Non è tutto oro quel che luccica nei vigneti che l’autunno accende di giallo, perché la monocoltura mostra qualche limite anche nell’industria vitivinicola. Finché ci sono stati i contadini, tra le viti c’erano pure gli alberi, preziosi punti d’ombra, ma nell’ultimo trentennio abbiamo ritenuto che quelle chiome che scandivano il paesaggio fossero un inutile spreco di spazio. Oggi, grazie ad alcune esperienze italiane, l’agricoltura attenta inizia a riammettere le piante d’alto fusto tra i filari per le loro molteplici funzioni. Se ne è discusso per la prima volta all’ultima Conferenza mondiale di arboricoltura di Malmö, in Svezia, organizzata da ISA, International Society of Arboriculture, associazione che riunisce 25 mila studiosi e operatori del verde. Al summit, Stefano Lorenzi, arboricoltore certificato ETW e Luca Mamprin, dottore forestale, supportati dall’Associazione Arboricoltori, hanno illustrato la relazione “I benefici degli alberi nei territori vitivinicoli“.

L’agroforestazione

Tecnicamente, si parla di agroforestazione, cioé dell’integrazione di alberi e arbusti nelle colture. Quali i vantaggi? “Si contrastano gli effetti del clima sempre più estremo e l’impatto degli animali selvatici e si incrementa la biodiversità, con giovamenti per l’ambiente e per la qualità dei vini”, spiega Lorenzi, membro di Climbcare e collaboratore di importati cantine. “Alberi e siepi miste fanno da frangivento e attenuano la forte irradiazione solare, i picchi di calore e le gelate tardive. Un boschetto, per esempio, genera fresco in estate e trattiene aria mite in inverno, regolando il microclima del circondario; le sue foglie restituiscono humus al suolo mentre le radici attivano meccanismi microbiologici fondamentali, aumentando la fertilità del terreno e la sua capacità di assorbire acqua, evitando il ruscellamento”.
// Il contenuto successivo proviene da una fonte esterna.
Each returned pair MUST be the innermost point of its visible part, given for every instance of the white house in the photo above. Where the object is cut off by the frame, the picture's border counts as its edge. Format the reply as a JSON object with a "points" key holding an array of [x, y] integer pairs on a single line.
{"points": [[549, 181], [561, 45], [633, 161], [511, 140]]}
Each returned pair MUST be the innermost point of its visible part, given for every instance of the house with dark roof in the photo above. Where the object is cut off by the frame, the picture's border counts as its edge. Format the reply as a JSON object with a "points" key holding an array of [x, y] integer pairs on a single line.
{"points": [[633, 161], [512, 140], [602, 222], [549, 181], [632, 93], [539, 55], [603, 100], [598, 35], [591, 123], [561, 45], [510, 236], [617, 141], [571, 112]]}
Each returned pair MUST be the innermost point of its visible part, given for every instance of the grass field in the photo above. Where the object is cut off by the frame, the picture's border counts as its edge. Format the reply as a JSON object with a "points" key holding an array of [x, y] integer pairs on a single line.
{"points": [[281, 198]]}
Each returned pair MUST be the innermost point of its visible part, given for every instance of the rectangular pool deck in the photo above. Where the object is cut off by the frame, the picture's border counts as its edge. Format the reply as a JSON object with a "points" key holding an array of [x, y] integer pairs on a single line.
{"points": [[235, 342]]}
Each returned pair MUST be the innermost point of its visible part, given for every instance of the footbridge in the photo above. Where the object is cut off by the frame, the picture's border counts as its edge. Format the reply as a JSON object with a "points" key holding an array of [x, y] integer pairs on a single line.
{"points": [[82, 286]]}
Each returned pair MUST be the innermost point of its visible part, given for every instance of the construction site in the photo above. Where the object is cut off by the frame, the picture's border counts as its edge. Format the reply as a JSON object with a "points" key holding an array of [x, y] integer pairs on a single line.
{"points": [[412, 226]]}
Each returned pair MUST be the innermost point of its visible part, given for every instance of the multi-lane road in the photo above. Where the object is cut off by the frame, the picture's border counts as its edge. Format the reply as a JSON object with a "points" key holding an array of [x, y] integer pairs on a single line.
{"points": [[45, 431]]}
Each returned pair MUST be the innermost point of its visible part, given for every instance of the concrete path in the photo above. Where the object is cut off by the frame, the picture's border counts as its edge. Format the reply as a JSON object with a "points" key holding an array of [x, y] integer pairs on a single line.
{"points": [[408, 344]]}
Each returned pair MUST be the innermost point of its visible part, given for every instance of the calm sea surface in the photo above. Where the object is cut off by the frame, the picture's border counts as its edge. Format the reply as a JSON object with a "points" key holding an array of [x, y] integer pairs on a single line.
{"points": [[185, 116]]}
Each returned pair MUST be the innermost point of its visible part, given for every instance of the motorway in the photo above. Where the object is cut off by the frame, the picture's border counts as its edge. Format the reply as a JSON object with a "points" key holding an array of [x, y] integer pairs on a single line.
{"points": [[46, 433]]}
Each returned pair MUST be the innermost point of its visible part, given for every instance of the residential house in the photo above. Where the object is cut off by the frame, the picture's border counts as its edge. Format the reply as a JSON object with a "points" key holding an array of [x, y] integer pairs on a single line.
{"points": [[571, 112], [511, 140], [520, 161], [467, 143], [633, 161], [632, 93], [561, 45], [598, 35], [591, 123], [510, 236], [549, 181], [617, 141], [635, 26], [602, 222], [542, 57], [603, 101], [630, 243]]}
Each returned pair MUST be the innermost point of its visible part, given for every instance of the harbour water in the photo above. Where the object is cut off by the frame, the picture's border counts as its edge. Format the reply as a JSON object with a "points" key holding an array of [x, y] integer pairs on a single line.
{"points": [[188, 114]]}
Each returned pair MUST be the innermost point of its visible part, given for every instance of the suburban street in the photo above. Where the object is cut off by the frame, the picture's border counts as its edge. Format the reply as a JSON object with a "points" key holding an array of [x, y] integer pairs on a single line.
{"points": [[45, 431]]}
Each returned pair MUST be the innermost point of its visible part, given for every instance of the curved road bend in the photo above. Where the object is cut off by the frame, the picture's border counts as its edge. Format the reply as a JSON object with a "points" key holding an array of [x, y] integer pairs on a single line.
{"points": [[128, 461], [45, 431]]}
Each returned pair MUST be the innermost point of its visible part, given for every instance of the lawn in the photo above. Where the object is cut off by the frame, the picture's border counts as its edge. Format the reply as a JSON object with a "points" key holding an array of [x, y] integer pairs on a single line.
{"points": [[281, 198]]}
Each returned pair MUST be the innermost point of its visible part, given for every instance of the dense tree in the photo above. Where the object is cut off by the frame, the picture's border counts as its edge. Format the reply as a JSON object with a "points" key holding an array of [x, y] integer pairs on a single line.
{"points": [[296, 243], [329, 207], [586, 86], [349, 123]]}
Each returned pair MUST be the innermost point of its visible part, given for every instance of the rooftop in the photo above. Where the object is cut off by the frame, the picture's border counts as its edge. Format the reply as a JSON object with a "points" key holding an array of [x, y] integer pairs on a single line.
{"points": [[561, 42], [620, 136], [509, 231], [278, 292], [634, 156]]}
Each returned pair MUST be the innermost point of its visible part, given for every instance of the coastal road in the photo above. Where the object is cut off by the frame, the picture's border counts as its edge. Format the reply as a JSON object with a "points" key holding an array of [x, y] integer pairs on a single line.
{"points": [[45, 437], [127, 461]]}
Molte le prerogative di un ambiente diversificato. “Gli alberi che nutrono impollinatori e uccelli li allontanano dall’uva e riportano in vigna un equilibrio naturale che aiuta a contrastare i parassiti e fa abbassare l’incidenza delle malattie della vite e il numero di trattamenti. Per esempio, sui cespugli spinosi trova rifugio l’averla, un passeriforme che caccia cavallette e piccoli roditori e spaventa gli storni. Inoltre, uno studio del Dipartimento di Scienze della Vita e Biologia dell’Università di Torino ha dimostrato che nelle vigne circondate da alberi si trovano fino a 27 lieviti della fermentazione, ceppi utili trasportati dalle vespe e dai calabroni che vanno a mangiare qualche acino”.
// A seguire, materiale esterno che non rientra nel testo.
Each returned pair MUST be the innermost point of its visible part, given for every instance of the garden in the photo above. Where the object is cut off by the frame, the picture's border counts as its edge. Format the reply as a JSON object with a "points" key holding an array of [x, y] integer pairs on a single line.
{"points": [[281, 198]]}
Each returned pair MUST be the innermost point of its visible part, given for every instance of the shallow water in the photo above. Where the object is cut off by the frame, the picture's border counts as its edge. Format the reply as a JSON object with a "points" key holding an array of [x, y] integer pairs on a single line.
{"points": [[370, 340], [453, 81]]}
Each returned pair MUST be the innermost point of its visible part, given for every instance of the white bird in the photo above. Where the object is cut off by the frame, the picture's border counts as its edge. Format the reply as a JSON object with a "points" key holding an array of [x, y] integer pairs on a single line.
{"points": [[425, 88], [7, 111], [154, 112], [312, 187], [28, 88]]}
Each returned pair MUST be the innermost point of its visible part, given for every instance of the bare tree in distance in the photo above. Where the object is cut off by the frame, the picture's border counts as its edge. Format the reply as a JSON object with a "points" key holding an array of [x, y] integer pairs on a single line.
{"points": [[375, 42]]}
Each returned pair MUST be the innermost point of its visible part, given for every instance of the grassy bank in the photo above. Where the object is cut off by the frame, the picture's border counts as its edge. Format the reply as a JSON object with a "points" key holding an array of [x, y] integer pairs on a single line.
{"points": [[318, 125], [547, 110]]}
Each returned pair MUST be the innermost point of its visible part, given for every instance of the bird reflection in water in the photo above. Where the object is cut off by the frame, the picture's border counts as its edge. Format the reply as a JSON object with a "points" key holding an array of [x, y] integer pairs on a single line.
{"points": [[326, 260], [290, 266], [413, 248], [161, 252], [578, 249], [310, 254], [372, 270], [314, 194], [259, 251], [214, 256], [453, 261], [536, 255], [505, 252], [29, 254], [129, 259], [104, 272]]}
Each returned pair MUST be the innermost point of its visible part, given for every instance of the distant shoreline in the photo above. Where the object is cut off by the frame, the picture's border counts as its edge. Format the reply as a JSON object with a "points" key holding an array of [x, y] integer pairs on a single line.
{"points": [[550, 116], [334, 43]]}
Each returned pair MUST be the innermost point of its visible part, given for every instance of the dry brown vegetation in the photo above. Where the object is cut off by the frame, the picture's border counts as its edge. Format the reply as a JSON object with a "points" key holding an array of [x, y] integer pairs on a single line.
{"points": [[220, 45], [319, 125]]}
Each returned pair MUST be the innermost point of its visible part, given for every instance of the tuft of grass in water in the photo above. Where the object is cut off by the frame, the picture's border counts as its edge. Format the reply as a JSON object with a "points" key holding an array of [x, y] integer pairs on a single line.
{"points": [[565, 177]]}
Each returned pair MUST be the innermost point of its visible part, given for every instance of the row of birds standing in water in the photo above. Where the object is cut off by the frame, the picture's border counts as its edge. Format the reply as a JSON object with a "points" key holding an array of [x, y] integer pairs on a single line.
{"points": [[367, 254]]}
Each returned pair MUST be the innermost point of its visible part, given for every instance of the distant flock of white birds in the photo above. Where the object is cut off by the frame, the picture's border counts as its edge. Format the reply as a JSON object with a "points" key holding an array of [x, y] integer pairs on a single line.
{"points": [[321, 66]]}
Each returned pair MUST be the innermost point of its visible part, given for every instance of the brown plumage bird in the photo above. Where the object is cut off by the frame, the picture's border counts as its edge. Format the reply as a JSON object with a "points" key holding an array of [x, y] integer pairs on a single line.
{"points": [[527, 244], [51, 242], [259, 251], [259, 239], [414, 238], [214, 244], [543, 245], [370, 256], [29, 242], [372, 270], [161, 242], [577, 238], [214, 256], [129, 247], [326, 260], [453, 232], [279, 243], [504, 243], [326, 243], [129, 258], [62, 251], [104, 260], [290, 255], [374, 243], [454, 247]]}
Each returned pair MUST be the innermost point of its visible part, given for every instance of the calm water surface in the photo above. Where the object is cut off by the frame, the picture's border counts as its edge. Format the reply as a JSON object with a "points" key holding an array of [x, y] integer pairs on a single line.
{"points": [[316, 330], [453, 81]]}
Il bosco vicino alla vigna

Le alberature sono progettate in base alle caratteristiche del sito, con diverse soluzioni. “In un’azienda piemontese abbiamo piantato un bosco al margine della vigna per migliorare il microclima e lo abbiamo reso accessibile ai cinghiali, che preferiscono grufolare lì piuttosto che avvicinarsi all’uva; con uno stagno e qualche vite ‘a perdere’ nel bosco, inoltre, evitiamo che i volatili cerchino l’acqua beccando i grappoli da vino. In un’altra realtà abbiamo messo a dimora albicocchi e prunus antichi a ogni capo filare.

In Romagna abbiamo piantato meli e patate intorno alla vigna per ‘deviare’ gli istrici sui tuberi. In un caso, addirittura, abbiamo ripreso l’antica tecnica della vite maritata, facendo arrampicare i tralci  sull’acero campestre; quest’albero ospita gli acari che predano i parassiti della vite e crea un po’ d’ombra, fondamentale per proteggere i grappoli nelle ultime estati. Anche leccio e roverella sono preziosi per la biodiversità, ma dove il terreno è umido si piantano i pioppi, e non devono mai mancare i cespugli autoctoni”. Tali piante rendono il paesaggio più ricco e vario, generando un maggiore indotto turistico.